Whereas the speed of AI mannequin acceleration is critical in only a few months, that does not robotically translate to freelance job alternative or loss throughout the board. Sixteen % is not wherever near 100% but. Past that, regardless of demonstrable good points, AI is not a flawlessly interesting clear up for each group; safety issues and different adoption roadblocks usually make integrating AI instruments sluggish, multi-step processes for many corporations, a minimum of to start out. With the intention to absolutely exchange human freelancers, organizations would probably want a community of brokers to verify components like work high quality, finances, and timeline; the tradeoff is not one-to-one.

CAIS tried to interchange the human evaluator with an “LLM decide,” ostensibly to see how far-off from human-in-the-loop this experiment might fairly get, however the mannequin failed.

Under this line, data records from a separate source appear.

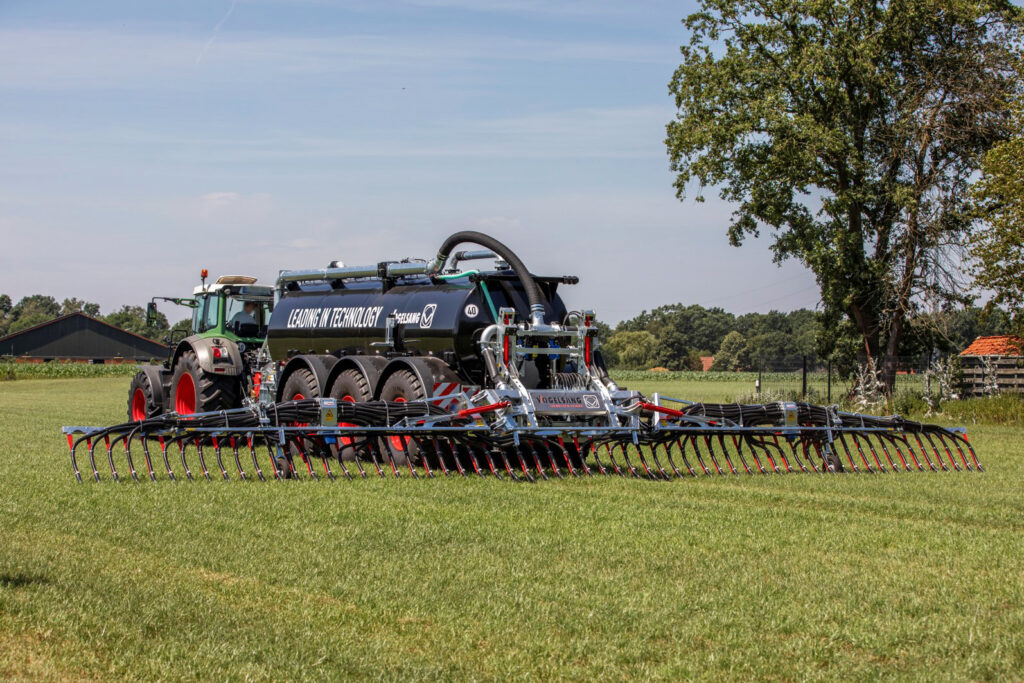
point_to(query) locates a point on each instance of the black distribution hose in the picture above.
(471, 237)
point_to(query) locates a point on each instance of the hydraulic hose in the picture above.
(528, 284)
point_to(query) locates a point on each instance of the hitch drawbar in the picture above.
(300, 438)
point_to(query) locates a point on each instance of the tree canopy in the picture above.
(998, 248)
(852, 130)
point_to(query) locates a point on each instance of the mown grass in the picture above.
(918, 577)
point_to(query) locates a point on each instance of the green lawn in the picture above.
(914, 575)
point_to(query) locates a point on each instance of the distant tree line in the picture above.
(674, 337)
(38, 308)
(677, 336)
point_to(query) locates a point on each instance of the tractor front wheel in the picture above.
(144, 399)
(196, 391)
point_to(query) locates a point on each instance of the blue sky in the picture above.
(144, 140)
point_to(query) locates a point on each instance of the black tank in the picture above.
(443, 318)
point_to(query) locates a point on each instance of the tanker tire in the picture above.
(300, 384)
(402, 386)
(144, 400)
(350, 385)
(210, 392)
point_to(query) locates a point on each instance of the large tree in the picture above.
(998, 249)
(851, 129)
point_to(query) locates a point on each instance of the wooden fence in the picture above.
(1009, 371)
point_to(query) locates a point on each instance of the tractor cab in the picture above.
(235, 307)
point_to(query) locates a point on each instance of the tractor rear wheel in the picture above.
(402, 386)
(196, 391)
(144, 400)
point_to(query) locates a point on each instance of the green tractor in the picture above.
(212, 369)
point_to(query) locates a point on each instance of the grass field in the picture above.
(915, 575)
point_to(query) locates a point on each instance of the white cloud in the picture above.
(98, 56)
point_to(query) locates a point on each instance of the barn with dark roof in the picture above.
(79, 337)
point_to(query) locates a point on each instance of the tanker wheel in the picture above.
(196, 391)
(403, 385)
(144, 400)
(350, 386)
(300, 384)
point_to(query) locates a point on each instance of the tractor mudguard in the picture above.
(228, 364)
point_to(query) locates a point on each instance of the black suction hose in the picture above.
(528, 284)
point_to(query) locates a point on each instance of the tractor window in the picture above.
(247, 312)
(208, 313)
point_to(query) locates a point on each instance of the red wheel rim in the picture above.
(399, 442)
(138, 404)
(184, 395)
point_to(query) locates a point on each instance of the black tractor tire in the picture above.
(403, 385)
(300, 384)
(201, 391)
(144, 399)
(350, 386)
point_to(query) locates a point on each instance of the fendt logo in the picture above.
(427, 317)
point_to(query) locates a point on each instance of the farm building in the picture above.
(79, 337)
(993, 364)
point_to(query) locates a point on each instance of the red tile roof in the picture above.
(1000, 345)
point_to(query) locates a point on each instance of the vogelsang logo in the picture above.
(427, 316)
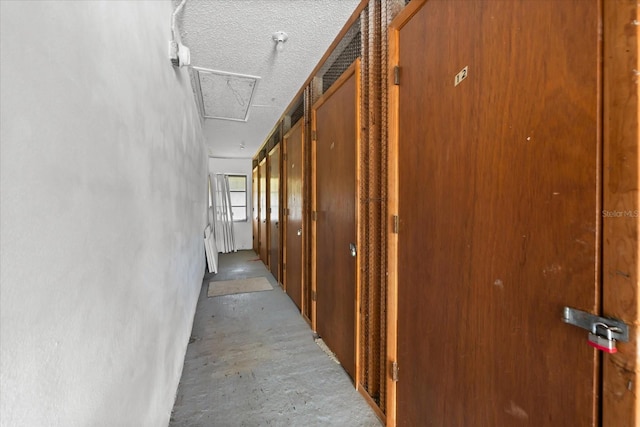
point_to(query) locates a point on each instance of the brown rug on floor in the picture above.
(241, 286)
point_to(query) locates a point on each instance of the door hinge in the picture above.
(396, 224)
(603, 331)
(394, 371)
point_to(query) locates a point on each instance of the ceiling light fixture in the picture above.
(280, 37)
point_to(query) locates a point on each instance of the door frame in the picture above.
(354, 69)
(284, 188)
(620, 405)
(270, 211)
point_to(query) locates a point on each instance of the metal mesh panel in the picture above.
(347, 51)
(342, 62)
(297, 112)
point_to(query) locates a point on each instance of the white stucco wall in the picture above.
(103, 186)
(243, 230)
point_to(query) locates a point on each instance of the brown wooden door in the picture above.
(274, 212)
(293, 172)
(498, 207)
(255, 208)
(335, 148)
(263, 214)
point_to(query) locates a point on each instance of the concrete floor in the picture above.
(253, 362)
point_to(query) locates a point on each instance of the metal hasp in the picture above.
(603, 331)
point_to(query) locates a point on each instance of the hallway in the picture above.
(252, 361)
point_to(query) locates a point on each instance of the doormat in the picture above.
(241, 286)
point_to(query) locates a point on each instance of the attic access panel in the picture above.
(225, 96)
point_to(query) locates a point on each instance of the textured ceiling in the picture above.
(235, 36)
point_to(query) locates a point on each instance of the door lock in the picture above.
(603, 332)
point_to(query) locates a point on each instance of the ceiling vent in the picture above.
(222, 95)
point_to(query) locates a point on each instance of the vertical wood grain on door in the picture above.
(335, 123)
(274, 212)
(262, 222)
(498, 200)
(293, 173)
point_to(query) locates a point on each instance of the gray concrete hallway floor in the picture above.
(252, 361)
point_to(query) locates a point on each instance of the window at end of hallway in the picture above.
(238, 193)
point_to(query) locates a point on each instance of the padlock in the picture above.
(601, 338)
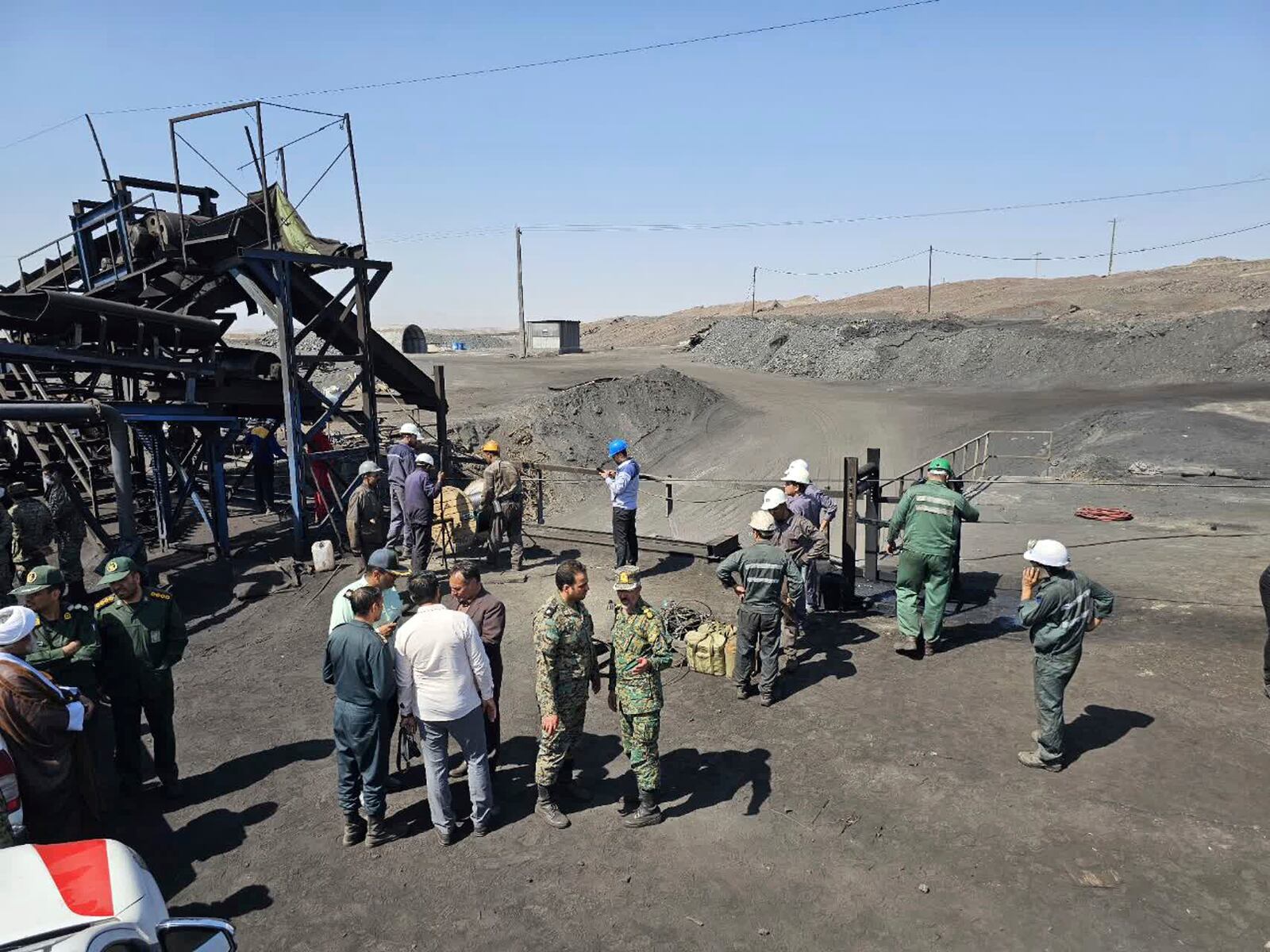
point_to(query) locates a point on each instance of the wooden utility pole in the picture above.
(930, 276)
(520, 292)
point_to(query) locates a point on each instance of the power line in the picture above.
(510, 67)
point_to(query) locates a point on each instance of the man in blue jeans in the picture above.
(446, 689)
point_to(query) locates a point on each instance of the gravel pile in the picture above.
(1066, 349)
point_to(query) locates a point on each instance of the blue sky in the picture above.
(956, 105)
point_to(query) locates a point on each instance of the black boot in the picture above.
(648, 812)
(571, 787)
(355, 829)
(548, 810)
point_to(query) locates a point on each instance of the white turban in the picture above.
(16, 624)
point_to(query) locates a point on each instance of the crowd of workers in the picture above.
(437, 670)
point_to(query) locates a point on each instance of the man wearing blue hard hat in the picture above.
(624, 490)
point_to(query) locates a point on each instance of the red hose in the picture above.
(1104, 514)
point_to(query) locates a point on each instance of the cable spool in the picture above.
(1104, 514)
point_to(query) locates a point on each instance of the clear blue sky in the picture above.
(956, 105)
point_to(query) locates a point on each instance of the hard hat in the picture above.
(797, 474)
(762, 522)
(1051, 552)
(772, 499)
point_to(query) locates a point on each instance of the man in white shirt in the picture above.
(446, 689)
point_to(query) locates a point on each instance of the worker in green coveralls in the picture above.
(641, 653)
(930, 518)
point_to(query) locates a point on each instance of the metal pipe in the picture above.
(121, 467)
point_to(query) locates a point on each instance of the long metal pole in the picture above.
(930, 276)
(357, 184)
(520, 292)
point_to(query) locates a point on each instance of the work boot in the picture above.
(1030, 758)
(569, 786)
(355, 829)
(648, 812)
(548, 809)
(379, 831)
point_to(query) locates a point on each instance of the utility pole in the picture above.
(520, 292)
(1111, 253)
(930, 276)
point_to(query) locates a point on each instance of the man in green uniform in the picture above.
(67, 641)
(930, 517)
(1057, 606)
(639, 654)
(764, 570)
(32, 530)
(143, 636)
(565, 666)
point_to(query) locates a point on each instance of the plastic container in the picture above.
(324, 556)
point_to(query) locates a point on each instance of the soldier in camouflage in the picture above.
(639, 654)
(69, 528)
(565, 658)
(32, 531)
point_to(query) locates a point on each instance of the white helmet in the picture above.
(1048, 551)
(762, 522)
(798, 474)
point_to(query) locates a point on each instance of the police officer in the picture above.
(930, 517)
(67, 640)
(143, 636)
(69, 528)
(563, 634)
(639, 654)
(32, 530)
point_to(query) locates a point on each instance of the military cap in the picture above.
(118, 569)
(626, 578)
(42, 577)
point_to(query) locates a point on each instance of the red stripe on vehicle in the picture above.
(82, 873)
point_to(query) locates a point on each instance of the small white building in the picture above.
(556, 336)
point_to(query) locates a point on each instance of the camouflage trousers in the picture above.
(558, 748)
(639, 744)
(69, 555)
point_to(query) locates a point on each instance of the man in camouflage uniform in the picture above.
(639, 654)
(143, 636)
(563, 634)
(69, 528)
(32, 531)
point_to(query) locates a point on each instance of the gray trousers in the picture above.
(759, 630)
(1051, 674)
(469, 731)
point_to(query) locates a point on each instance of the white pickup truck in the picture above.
(94, 895)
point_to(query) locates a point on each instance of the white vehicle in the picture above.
(10, 800)
(94, 895)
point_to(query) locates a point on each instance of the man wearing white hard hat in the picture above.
(400, 466)
(1058, 607)
(764, 570)
(804, 543)
(421, 489)
(44, 727)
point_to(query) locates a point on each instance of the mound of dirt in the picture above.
(950, 352)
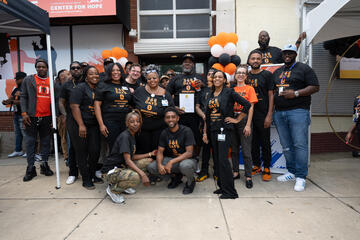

“Evaluating an RLI deliverable is itself a demanding, agentic activity,” CAIS defined. “Doing it correctly means opening the venture’s information in the correct skilled purposes, working these purposes competently, and forming a judgment the best way a shopper would, the very computer-use abilities that in the present day’s brokers are nonetheless weakest at.”

That mentioned, bettering skills might shrink some freelance alternatives for particular corporations already efficiently integrating AI. As well as, if computer-use abilities are the present limitation and poised to enhance based mostly on the business’s funding in more and more agentic fashions, that roadblock might ultimately disappear. On the fee fashions have been bettering on different benchmarks that measure agentic ability, which will arrive earlier than we are able to think about.

Talking of time: CAIS additionally discovered that when a activity takes longer for a human, that does not essentially imply it will likely be tougher for AI to finish. That point-horizon evaluation holds true for coding, for instance, however not the broader array of distant duties RLI measures for. Proper now, it is arduous to attract conclusions from that for the longer term.

“Some work that’s fast for a talented skilled stays out of attain [for AI], similar to transcribing music or playtesting a real-time recreation, whereas different work that might take an individual hours, similar to digital artwork or coding, is completed by present fashions in minutes,” CAIS wrote.